Our group was tasked with negotiating something from another group which seemed vital to the design of their den. We were successful in our negotiations, however, it was challenging to decide who would be the best negotiators in the team and there was definitely a certain element of guilt from taking something away from your classmates.

Overall, I thought the task was very fun and I enjoyed the opportunity to work as part of a team. I felt the team worked very well together and we managed to create a den that we were all proud of: Casa De Tipi.

Thoughts on Induction

I have thoroughly enjoyed induction week and my first week of classes at UWS.

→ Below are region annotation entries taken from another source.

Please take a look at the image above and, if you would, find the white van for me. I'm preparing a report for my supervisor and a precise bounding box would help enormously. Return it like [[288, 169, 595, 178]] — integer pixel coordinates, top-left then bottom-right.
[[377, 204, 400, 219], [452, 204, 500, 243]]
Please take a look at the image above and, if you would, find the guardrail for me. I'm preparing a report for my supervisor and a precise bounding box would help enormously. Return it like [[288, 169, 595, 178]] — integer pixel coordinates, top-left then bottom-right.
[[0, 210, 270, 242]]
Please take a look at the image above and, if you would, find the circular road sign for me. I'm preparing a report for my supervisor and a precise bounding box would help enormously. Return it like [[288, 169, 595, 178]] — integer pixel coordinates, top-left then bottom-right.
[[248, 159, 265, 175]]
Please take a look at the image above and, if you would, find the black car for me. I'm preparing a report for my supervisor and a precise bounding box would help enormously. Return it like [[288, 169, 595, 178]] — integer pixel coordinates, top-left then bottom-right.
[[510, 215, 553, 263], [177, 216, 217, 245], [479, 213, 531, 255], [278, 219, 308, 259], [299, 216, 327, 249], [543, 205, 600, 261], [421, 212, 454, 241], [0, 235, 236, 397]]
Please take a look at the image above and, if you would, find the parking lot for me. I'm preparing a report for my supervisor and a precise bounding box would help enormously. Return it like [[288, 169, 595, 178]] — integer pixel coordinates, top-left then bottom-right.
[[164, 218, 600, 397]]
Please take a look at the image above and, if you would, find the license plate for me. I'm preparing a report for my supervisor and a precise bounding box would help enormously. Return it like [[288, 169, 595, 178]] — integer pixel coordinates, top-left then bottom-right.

Throughout induction week, the university not only armed students with an abundance of freebies but also ensured that we knew both what was expected of us and what we could expect from the course. At the end of induction week, we met our Mentoring Family which is made up of students from BA2 through to BA4. This gave BA1 students an idea of the experiences we would have over the next four years and was the perfect opportunity to ask any last-minute questions before classes began on Monday.

The lectures and workshops that I attended in the first week of classes were all very helpful and gave me a good insight into the things I could expect from each of the modules in terms of both classes and assessments. The introductory workshops for the Situated Communication module in particular were extremely useful in easing students into university life. One workshop introduced us to Moodle, an online tool that we will be using throughout the course while another, aptly named ‘Getting to Know You’, gave us a chance to chat to and get to know more people in our course.

Overall, my first two weeks of university have been fantastic! Everyone from tutors to students have been extremely welcoming and friendly and have passed on a wealth of information which has eased any pre-university woes.